Of any place in Europe, Berlin is a work in progress—a place you need to be in every couple of years to see how it’s developing. One way to take it all in is to enjoy the vibrant scene along the Spree River. During the Cold War, Berlin turned its back on its riverbank. Much of it was a militarized “death strip”—part of the Berlin Wall that separated people on the East from the West. The East German regime even put nets underwater to stymie those swimming to the West for freedom.
What’s most remarkable about Berlin is how it’s gone from a home base of aggression to the capital of chill. Today the riverbank is a people-friendly park lined with impromptu “beachside” beer gardens with imported sand, BBQs in pocket parks, and locals walking their dogs, taking a lazy bike ride, or jogging against the backdrop of stunning new governmental architecture. It’s easy to join the scene—just grab a drink and lounge chair, walk or bike along the trail that leads from the cathedral to the main train station, or hop aboard a riverboat cruise.
Another city in transition is Amsterdam, where a new north-to-south subway line is being built. This will move much of the transportation clutter across the wide IJ waterway to Amsterdam’s (until now) underdeveloped north bank. Long neglected as a sleepy residential zone, this side of the water—which will get a huge boost when the new transit hub opens—is on its way to becoming a smart people-zone. Heralding the coming gentrification of this area is the striking EYE Film Institute, with a complex of museum spaces, theaters playing art films, and a ultra-modern terrace café with great waterside seating.
One of the most exciting revitalization projects in all of Europe is in Oslo (though, being Norwegian, maybe I’m biased). Oslo is a classic old Norwegian city. But in recent visits, I’ve been amazed at some of the dramatic changes going on here. The main construction centers around an ambitious urban renewal project called Fjord City (Fjordbyen). In a few years, Oslo’s waterfront will be a five-mile-long strolling and biking promenade—with nearly all traffic zipping through the city in underground tunnels.
Oslo’s harborfront was dominated by the Aker Brygge shipyard until it closed in 1986. Today Aker Brygge is a promenade—each night it’s a Nordic paseo. I like to enjoy the scene with a simple picnic from a grocery store. The harborfront comes with lots of picnic tables, comfy wooden lounges for two, and places where those citizens who can’t afford the pricey restaurants can still enjoy the same views.
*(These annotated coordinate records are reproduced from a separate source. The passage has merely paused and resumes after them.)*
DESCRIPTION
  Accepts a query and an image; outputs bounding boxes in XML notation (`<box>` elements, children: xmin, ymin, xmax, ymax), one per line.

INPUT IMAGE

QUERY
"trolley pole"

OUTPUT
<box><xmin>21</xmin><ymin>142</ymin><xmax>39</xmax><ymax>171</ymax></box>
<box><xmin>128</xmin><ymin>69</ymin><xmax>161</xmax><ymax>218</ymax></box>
One harbor over from Aker Brygge, Oslo’s striking Opera House—opened in 2008—is still the talk of the town. Its white-marble roof famously slopes into the fjord, creating a public plaza, allowing the people of Oslo to literally walk on top of the theater they helped fund. Inside, a state-of-the-art, 1,400-seat performance hall brings ballet and opera to the masses.
All across Europe, cities are investing in the future and reinventing themselves. And, after a lifetime of traveling there, I never get bored. With ever-changing cityscapes and a dedication to good living, Europe’s cities keep me on my toes.